One day, in the latest skirmish of our long-running feud, I punch my older sister in the stomach. She tried to kill me years before but I am now a husky 12-year-old. Is she a surrogate for my mother? My mother certainly thinks so and she throws me out of the house. At age twelve. Throws me out into New York City. At night. In December. Gives me one subway token and nothing else. No money. No food. Just the clothes on my back. Tells me to go live with my father. Then with my four weeping sisters beside her, she slams the vestibule door in my face. Dickens in Brooklyn.
I have no idea where my father is living but I know he is working nights in Macy’s for Christmas. (That Thanksgiving I spot him on TV holding one of the ropes to the Popeye balloon in Macy’s famous parade.) But, I don’t know if he is working tonight or in which department. And, Macy’s is “The World’s Largest Store.” That’s a lot of departments.

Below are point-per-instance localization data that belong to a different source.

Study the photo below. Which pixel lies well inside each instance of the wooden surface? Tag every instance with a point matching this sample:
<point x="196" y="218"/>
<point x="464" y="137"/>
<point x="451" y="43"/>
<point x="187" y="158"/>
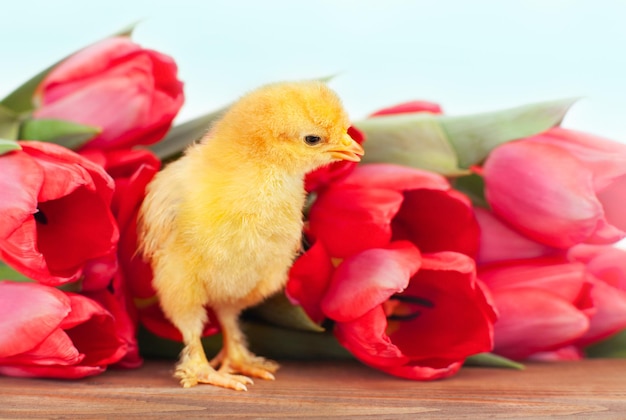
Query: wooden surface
<point x="586" y="390"/>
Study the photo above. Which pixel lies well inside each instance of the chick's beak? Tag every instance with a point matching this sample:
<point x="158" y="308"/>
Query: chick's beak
<point x="348" y="149"/>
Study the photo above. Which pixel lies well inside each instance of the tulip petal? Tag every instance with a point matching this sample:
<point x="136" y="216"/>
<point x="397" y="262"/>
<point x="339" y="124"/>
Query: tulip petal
<point x="366" y="338"/>
<point x="533" y="320"/>
<point x="437" y="221"/>
<point x="56" y="349"/>
<point x="613" y="199"/>
<point x="29" y="313"/>
<point x="93" y="332"/>
<point x="605" y="158"/>
<point x="610" y="315"/>
<point x="20" y="183"/>
<point x="309" y="278"/>
<point x="459" y="322"/>
<point x="606" y="263"/>
<point x="409" y="107"/>
<point x="498" y="242"/>
<point x="553" y="201"/>
<point x="366" y="280"/>
<point x="394" y="177"/>
<point x="568" y="280"/>
<point x="65" y="372"/>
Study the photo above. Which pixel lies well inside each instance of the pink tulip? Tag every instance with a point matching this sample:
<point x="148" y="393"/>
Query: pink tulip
<point x="499" y="242"/>
<point x="560" y="188"/>
<point x="57" y="225"/>
<point x="409" y="108"/>
<point x="45" y="332"/>
<point x="390" y="264"/>
<point x="606" y="269"/>
<point x="543" y="305"/>
<point x="132" y="94"/>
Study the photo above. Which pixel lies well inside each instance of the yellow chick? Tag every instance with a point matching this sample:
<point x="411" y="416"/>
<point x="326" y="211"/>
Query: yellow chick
<point x="222" y="225"/>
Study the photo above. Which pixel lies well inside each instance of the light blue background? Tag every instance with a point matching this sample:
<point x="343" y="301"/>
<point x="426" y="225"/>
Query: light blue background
<point x="470" y="56"/>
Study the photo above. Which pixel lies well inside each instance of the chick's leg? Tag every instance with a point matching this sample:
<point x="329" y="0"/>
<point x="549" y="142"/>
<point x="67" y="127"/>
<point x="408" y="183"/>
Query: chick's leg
<point x="187" y="313"/>
<point x="235" y="356"/>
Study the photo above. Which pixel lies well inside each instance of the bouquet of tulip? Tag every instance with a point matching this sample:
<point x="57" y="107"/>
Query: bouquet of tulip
<point x="484" y="239"/>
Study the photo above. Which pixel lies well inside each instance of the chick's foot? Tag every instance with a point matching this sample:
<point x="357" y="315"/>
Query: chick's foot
<point x="245" y="363"/>
<point x="191" y="373"/>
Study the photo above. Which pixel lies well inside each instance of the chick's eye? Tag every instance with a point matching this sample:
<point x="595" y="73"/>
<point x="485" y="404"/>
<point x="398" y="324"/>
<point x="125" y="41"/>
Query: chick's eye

Somehow, I get to 34thstreet on the subway. Once there, I follow the signs to Macy’s. I don’t know there is such a thing as a Personnel Department so I ask everyone who looks like they work for Macy’s if they know my father. Somehow, I learn that he is “in Linoleum.” During Christmas season, “Linoleum” is as lively as a funeral parlor. Still, I have trouble finding someone to help me and trouble finding the nerve to ask that someone if my father is there. I’m embarrassed and I’m sure that my father will be angry with me for embarrassing him at work. But, I hope that he’ll calm down and we’ll move into a swank bachelor pad and take in some Yankee games and maybe even act together.
An elderly saleswoman wearing those “Frankenstein” orthopedic shoes tells me that my father isn’t working that night and she only has a daytime work number. “He should be here tomorrow night, sweetie. Ya know, Macy’s closes in ten minutes.” I hadn’t planned on this. My father isn’t there. Macy’s is closing. I can’t stay there. I can’t go home. I can’t roam the streets. I have no subway tokens or money to buy one so I can’t even sleep on the subway.
Somehow, I have to get back to Brooklyn. Somehow, I have to get back in the house. Somehow, she has to let me in. Doesn’t she?
I slink down into the 34th street subway station where to lessen my humiliation, I find a token booth far away from the eyes of the Christmas shoppers. I tell the clerk that I’ve lost my return token and plead to be let through the gate. Not a chance. So, I look for men with friendly faces and beg them for a token or even just a nickel to help buy one. (A nickel is nothing!) The men with friendly faces pretend not to see me.